I nostri cari defunti ed il loro cammino verso la Luce

558013_416097615092197_1713475978_nMi rendo conto che è stato scritto molto su questo argomento. Esistono migliaia di libri che si occupano della vita dopo la morte fisica e del viaggio che i nostri cari intraprendono sin dai primi attimi del loro trapasso. Esistono anche testimonianze autorevoli fatte di visioni ed esperienze che Dio ha concesso a Santi, mistici e sensitivi.

Ho deciso quindi di non ripetere nulla di ciò che ho appreso indirettamente e riferire SOLO ciò che gli Angeli mi hanno trasmesso in maniera diretta.

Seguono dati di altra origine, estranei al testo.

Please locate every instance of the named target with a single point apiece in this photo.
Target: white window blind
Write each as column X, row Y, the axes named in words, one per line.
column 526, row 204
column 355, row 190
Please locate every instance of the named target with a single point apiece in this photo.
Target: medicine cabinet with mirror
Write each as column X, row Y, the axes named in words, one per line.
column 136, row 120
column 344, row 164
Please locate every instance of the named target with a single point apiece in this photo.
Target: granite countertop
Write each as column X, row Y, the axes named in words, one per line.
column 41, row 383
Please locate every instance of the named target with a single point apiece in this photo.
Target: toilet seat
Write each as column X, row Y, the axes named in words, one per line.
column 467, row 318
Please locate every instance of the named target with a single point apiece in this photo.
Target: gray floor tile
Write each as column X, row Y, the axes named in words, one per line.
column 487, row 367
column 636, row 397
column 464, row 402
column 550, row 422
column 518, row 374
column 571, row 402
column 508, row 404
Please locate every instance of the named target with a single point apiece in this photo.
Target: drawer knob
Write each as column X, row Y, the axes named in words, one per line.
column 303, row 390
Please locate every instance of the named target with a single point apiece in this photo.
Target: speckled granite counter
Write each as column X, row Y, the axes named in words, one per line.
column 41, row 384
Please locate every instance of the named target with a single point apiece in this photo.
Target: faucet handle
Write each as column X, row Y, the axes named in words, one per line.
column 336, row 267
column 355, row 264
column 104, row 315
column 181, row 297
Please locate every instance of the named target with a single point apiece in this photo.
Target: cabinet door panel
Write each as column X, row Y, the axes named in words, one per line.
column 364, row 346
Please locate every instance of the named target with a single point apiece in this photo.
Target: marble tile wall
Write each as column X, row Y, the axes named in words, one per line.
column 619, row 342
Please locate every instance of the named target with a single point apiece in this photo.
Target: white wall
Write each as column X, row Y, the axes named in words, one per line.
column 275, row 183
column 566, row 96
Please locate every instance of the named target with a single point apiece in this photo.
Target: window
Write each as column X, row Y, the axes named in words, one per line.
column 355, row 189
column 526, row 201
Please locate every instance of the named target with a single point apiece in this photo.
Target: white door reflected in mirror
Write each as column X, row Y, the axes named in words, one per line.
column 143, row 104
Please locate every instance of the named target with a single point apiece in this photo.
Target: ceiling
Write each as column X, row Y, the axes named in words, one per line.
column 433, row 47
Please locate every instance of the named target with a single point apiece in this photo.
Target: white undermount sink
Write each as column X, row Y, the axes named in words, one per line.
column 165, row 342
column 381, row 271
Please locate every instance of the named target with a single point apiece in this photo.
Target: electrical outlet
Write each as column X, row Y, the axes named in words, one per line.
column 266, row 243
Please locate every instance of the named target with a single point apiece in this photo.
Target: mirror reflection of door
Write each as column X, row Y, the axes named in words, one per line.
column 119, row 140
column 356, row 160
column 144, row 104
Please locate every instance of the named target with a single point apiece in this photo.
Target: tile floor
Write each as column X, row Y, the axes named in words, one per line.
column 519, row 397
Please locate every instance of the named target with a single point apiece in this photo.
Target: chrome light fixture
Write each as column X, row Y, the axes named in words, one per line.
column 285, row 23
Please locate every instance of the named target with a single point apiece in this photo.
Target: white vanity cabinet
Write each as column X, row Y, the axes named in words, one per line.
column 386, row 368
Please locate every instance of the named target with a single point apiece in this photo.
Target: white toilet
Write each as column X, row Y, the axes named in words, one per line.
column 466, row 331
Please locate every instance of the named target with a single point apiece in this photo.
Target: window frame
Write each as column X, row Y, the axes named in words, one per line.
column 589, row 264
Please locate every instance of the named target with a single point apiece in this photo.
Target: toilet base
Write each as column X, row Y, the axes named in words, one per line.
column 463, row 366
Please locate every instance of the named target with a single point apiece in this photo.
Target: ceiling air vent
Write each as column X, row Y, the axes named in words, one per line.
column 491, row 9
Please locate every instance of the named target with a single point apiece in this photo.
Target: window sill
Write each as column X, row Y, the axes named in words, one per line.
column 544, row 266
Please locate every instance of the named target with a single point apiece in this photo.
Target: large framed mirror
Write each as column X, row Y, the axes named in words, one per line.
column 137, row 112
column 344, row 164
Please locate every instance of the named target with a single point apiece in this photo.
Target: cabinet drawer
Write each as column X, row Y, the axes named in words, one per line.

Innanzi tutto gli Angeli si riferiscono sempre alle anime buone, non dannate e dicono: ”le anime dei defunti sono sempre in mezzo a Noi”. l’Angelo Custode accompagna la stessa persona per tutta la sua vita terrena e la sua assistenza dura anche dopo la morte. L’Angelo la segue in Purgatorio e in Paradiso.

Durante i nostri incontri con Ariel e gli altri Angeli abbiamo l’abitudine di chiedere : ”Angeli, siete soli? Chi è con Voi?” e solitamente Loro rispondono che in mezzo a loro ci sono”ANIME ASSISTENTI”, anime trapassate da poco che ascoltano i nostri dialoghi poichè essi sono ”aperti a tutti”. Gli Angeli infatti paragonano i nostri incontri a ‘lezioni’ che si tengono in un’aula scolastica. Una volta a tal proposito dissero: ”state migliorando ma ci sono altri capitoli da studiare!”.

Entriamo nel vivo dell’argomento adesso perchè c’è un tema molto importante da affrontare: i defunti hanno bisogno delle nostre preghiere “GIOIOSE”. Innanzi tutto quasi tutte le anime una volta passate nell’aldilà si trovano a vivere una dimensione purgatoriale per un periodo che può essere breve o lungo poichè tutte le anime hanno bisogno di purificazione. Solo i bambini e le anime veramente pure arrivano direttamente nella Luce.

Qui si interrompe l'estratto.